It has been an interesting week on the Twitter. Having been fed up with the recent FUD storms of late (ACI/NSX and Nutanix/VMware) I spat this tweet out.
I pushed this tweet out as a reminder to friends. This blog is something that 140 characters cannot express.
Technical integrity is something that solely sticks with you. It makes up part of you, your online and real world personas AND what people perceive. I am pretty proud to say whilst working for an aforementioned vendor I have been able to stay true to a tenant of my own. Technical integrity transcends any technology. Knowing what you can do, deferring to betters or others who can do things suited to the customer are part this. Being in technical pre-sales for me this is very important. I am sure the sales guys can sell the business the dream but set the reality and the technical expectations. This doesn’t look like Powerpoint anymore Toto. This is especially important as people speak. Our world is connected more than ever. Both digitally and within geographies. I work in Melbourne, Australia and the IT market is connected. Socially people are cross pollinated. If you say you can do something you better deliver otherwise people will hear about it. Your technical reputation would take a hit. This also has an impact on your career.

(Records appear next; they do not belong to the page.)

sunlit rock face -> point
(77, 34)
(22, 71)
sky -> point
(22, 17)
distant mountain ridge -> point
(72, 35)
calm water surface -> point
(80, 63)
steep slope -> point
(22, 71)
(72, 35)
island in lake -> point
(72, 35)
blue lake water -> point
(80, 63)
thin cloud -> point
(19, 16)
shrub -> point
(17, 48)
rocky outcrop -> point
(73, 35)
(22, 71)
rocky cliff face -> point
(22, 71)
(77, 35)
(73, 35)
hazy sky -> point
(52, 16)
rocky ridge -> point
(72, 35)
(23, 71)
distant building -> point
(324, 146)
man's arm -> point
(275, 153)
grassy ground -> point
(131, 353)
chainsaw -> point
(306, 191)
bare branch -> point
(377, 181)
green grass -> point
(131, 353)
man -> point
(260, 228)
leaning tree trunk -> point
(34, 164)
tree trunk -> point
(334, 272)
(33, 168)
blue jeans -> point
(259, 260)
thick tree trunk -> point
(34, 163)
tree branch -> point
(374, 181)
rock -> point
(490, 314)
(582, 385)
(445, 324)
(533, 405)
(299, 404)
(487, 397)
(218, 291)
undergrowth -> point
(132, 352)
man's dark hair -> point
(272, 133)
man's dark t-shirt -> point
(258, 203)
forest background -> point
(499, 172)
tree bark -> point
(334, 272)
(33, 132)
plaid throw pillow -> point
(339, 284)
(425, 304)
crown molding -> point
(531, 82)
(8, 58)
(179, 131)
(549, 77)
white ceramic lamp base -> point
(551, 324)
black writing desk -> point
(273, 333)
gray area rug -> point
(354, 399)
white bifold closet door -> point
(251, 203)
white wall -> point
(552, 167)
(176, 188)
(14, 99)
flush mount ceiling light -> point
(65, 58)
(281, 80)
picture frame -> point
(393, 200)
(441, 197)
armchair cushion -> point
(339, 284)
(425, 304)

Career is an interesting point. You’re your career. Your career is far more important than any one technology or solutions. The career is what will provide for you and your loved ones for many decades. The plan is that you hopefully work doing something you enjoy and forge your professional reputation based on the quality of your work. Spinning FUD and promulgating mistrust is something that can erode the value of your position. It can also make you un-hireable having very opinionated views and stubbornness (right or wrong) from a perception of you real life due to an online persona or facade.
This doesn’t apply to those people who don’t care. They will sell the vision, the dream, no matter the technical deficiencies. Those people probably don’t read blogs.
So if you read this and I am in your meeting know that my technical integrity is on the line with everything I saw and do. I am not going to risk that for anything.